The point of currency is for trade, not to hold. So called intrinsic value by holding is nonsense, if no one is trading it for things they want.
This is one of the many reasons that bitcoin will fail, as the perceived value increases more people will hold it and not trade it, till the bubble bursts and everyone 'loses something'.
The sad thing is that counting by hand is still more accurate than by machine. We still pay the large fee for cash deposits at BoA since it helps us confirm our deposit slips.
You can't count by weight since, for example, a lot of black women pay us with sweaty and oily bills that they remove from their bras. I'm sure those bills weight several times what a clean bill does.
You guys are saying the same thing. The point is trade. To do that you need to be able to hold it for short terms - the time between when you have something someone wants and when someone has something you want. If you just turn currency around immediately, you don't get the benefit of not having to carry and store stuff all the time. It's basically just bartering but with extra steps.
You also need to be able to perform the transaction quickly and preferably inexpensively, but people will pay a high price for convenience, as evidenced by the credit card merchant fees. 15 minute transaction times mean that it can't be used for small purchases. Who is going to wait 15 minutes and a ten dollar transaction fee in payment for a sandwich?
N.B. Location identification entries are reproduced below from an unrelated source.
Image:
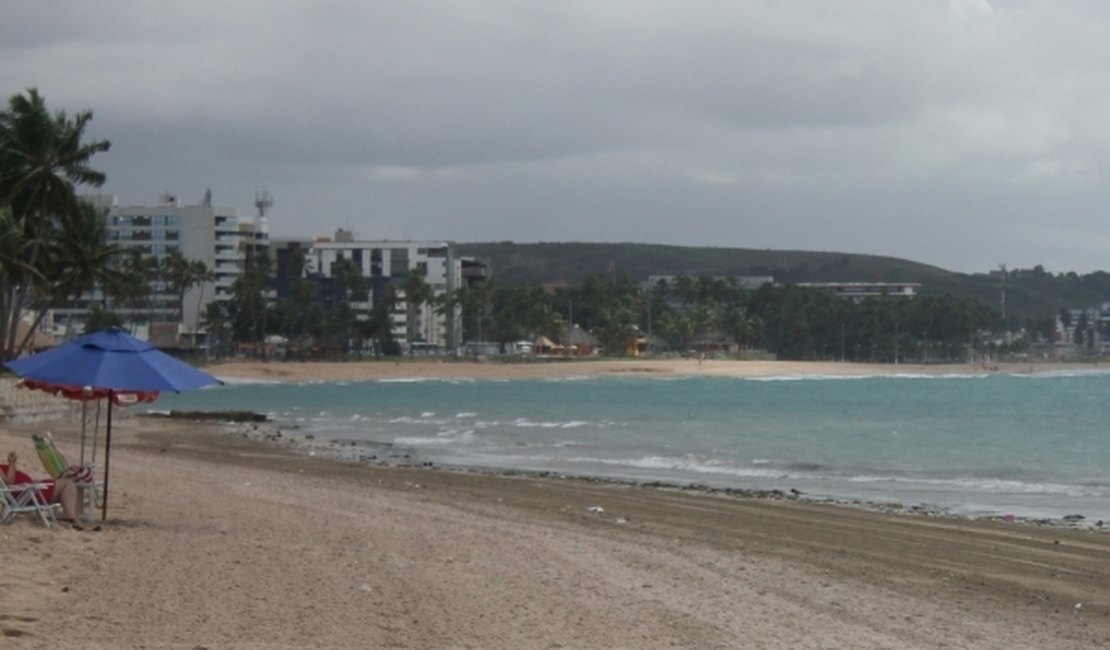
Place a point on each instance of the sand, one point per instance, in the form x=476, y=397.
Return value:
x=543, y=368
x=220, y=540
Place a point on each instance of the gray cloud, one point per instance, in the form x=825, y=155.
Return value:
x=961, y=134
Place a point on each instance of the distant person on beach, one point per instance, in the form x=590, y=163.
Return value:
x=61, y=490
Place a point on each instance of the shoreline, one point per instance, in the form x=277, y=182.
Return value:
x=389, y=456
x=209, y=534
x=448, y=368
x=421, y=368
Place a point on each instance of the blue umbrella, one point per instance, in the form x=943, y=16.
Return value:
x=111, y=362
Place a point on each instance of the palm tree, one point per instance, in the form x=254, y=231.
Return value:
x=78, y=262
x=417, y=292
x=42, y=158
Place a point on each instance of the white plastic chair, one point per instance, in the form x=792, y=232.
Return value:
x=26, y=497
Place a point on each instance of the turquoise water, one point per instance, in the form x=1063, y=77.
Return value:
x=1028, y=445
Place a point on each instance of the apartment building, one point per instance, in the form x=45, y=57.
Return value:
x=387, y=264
x=217, y=236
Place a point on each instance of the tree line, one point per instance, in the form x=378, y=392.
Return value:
x=53, y=251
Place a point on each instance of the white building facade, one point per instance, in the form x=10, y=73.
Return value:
x=387, y=264
x=213, y=235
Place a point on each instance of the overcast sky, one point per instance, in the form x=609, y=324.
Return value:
x=960, y=133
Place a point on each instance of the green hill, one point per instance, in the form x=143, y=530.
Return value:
x=1030, y=293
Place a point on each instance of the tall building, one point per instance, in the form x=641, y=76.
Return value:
x=213, y=235
x=386, y=265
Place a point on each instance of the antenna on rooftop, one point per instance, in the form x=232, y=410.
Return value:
x=1002, y=268
x=263, y=202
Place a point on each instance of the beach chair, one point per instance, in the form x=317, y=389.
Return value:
x=57, y=467
x=26, y=497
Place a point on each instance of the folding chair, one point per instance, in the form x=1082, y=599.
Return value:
x=57, y=467
x=26, y=497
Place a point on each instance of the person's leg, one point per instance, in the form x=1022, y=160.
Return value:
x=66, y=494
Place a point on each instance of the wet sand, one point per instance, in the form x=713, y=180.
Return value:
x=218, y=539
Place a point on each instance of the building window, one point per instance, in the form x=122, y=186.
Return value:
x=399, y=262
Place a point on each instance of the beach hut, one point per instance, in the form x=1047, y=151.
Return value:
x=582, y=343
x=544, y=345
x=713, y=343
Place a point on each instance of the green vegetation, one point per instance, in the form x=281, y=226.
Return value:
x=51, y=244
x=1031, y=294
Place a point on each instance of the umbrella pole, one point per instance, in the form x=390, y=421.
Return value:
x=108, y=456
x=84, y=422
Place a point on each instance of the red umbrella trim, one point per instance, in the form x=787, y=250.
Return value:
x=87, y=393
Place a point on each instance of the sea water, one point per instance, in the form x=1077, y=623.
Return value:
x=1031, y=445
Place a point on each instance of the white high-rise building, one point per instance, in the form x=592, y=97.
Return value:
x=387, y=263
x=217, y=236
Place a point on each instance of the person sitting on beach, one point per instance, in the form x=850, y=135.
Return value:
x=61, y=490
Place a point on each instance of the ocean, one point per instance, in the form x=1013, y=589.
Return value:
x=1033, y=445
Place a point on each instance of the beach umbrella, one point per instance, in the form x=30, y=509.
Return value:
x=109, y=364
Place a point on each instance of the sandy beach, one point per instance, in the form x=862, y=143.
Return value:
x=218, y=539
x=542, y=368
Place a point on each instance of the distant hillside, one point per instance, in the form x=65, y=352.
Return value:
x=1030, y=293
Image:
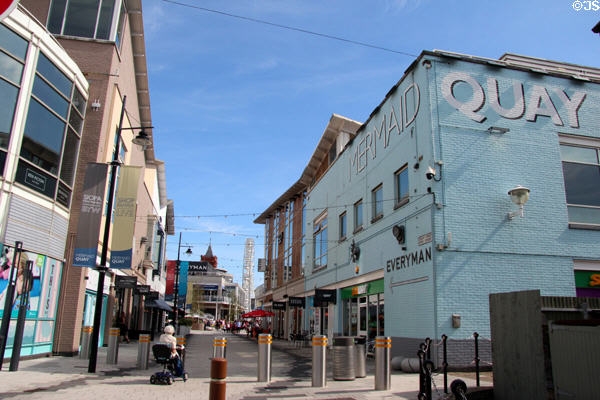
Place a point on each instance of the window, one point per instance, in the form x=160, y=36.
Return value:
x=13, y=50
x=358, y=215
x=95, y=19
x=401, y=187
x=377, y=203
x=581, y=171
x=320, y=242
x=343, y=226
x=50, y=146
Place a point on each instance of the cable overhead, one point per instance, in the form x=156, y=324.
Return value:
x=291, y=28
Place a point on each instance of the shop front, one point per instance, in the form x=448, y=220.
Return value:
x=40, y=317
x=363, y=311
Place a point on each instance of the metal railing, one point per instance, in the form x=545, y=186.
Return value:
x=427, y=370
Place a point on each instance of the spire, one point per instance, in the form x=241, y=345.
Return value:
x=208, y=252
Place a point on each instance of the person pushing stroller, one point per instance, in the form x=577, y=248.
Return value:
x=170, y=340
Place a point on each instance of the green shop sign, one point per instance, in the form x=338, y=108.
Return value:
x=363, y=289
x=587, y=279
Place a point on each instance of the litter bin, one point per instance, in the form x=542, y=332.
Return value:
x=344, y=355
x=360, y=362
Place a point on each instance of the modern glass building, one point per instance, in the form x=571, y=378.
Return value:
x=43, y=97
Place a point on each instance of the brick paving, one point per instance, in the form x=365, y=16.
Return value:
x=67, y=377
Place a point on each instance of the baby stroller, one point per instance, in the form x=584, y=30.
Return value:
x=162, y=355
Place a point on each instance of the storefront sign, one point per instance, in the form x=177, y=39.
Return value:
x=92, y=205
x=362, y=289
x=409, y=260
x=152, y=295
x=396, y=118
x=297, y=302
x=324, y=296
x=142, y=289
x=537, y=102
x=6, y=7
x=125, y=282
x=424, y=239
x=198, y=266
x=587, y=279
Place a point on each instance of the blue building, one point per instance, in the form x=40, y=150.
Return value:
x=413, y=223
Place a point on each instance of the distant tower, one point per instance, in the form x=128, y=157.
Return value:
x=248, y=277
x=209, y=257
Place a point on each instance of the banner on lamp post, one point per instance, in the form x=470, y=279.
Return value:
x=90, y=218
x=121, y=249
x=6, y=7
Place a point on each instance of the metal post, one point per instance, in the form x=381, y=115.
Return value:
x=319, y=374
x=219, y=347
x=383, y=378
x=112, y=355
x=27, y=276
x=445, y=363
x=102, y=267
x=143, y=351
x=264, y=357
x=8, y=299
x=176, y=290
x=476, y=336
x=218, y=379
x=85, y=342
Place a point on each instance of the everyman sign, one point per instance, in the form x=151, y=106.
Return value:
x=6, y=6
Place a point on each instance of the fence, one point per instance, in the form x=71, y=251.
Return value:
x=427, y=369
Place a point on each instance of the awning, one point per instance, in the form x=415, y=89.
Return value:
x=158, y=303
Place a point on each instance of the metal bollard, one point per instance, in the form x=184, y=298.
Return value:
x=220, y=347
x=143, y=350
x=112, y=355
x=264, y=357
x=383, y=378
x=319, y=375
x=85, y=342
x=218, y=375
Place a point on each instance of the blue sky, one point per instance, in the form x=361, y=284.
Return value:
x=239, y=106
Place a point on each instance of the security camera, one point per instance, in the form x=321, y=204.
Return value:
x=430, y=173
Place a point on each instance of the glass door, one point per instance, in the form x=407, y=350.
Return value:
x=362, y=316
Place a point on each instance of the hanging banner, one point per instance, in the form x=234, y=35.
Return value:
x=121, y=249
x=92, y=206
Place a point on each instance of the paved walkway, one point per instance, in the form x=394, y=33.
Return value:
x=67, y=377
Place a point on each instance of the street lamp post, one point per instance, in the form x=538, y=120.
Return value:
x=142, y=139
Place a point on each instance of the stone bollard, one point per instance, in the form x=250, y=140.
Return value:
x=220, y=347
x=143, y=351
x=85, y=342
x=218, y=375
x=112, y=355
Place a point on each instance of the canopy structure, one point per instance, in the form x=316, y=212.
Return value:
x=158, y=303
x=257, y=314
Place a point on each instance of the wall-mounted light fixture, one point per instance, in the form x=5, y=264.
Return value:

Should I be happy because they'll almost certainly go after people burning energy on useless crypto-currencies like Bitcoin, or angry because patents on software methods should never be granted in the first place?
"Nine times out of ten, starting a fire is not the best way to solve the problem." - my wife
I'm pretty happy actually. What about you? Oh wait you probably don't own any Bitcoin.
"Crypto" is a well-established short form for "cryptography". It has nothing to do with "crypto currency", except that the latter uses the former, nicely demonstrating what was first. Stop abusing the language for desperate attempts to sound cool.
Most ACs are not even worth the keystrokes to insult them. Be generically insulted by this and ignored otherwise.
> Did they just patent "Escrow, but on a computer"?
No.
The patent is a bit hard to read, even as patents go. Best I can tell, they patented a particular system of using customers' public and private keys in two different cryptosystems to key the "vault" accounts used for an exchange, where the customer's balance on the block chain may have transactions awaiting confirmation. But it is a particularly difficult patent to read, especially if you don't know the technical details of crypto-currency.
We just found the guys that Jesus chased out of the Temple...
Sounds like they patented DRM for crypto currencies....
And you all hated DRM. Now you'll gonna love it...
If you want mine your own cryptocurrency, you need a motherboard with 19 PCIe 1X slots to plug in 19 GPUs and a couple of 1200W PSUs.